I did check 2 TB disk as EHD for 622/722 - it formatted with two 500 GB DishArc partitions only; so current FW L618 cannot utilize more then 1 GB space.


----------



## AVJohnnie (Jul 27, 2004)

P Smith said:


> I did check 2 TB disk as EHD for 622/722 - it formatted with two 500 GB DishArc partitions only; so current FW L618 cannot utilize more then 1 GB space.


In that case, if it's an address overflow issue in the device driver, I'd guess the problem manifests at block counts that exceed 1024MB. I'm not really sure if I had tagged that much additional content (would have had to have been 275+MB) for transfer to the EHD, but it's possible.
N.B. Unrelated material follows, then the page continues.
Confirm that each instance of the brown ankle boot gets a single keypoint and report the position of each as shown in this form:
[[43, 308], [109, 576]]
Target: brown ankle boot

Like I said previously, I'll chalk it up to lessons learned the hard way.

Thanks,


----------



## P Smith (Jul 25, 2002)

Shouldn't any problem in drivers, this is a Linux what support big disks without issues. Perhaps bad implementation of some other Dish proprietary tidbits. 
Just want to tell you other observation - the same 2 TB disk been formatted by ViP211's Linux successfully with 1.8 TB data partition, but a message came with Dish restriction after reboot : disks accepted from 50 GB to 1 TB only. 
Keep in mind: the disk structure equivalent 622/722 internal [main] disk: log partition, swap and data while 622/722 EHD had different partition scheme.


----------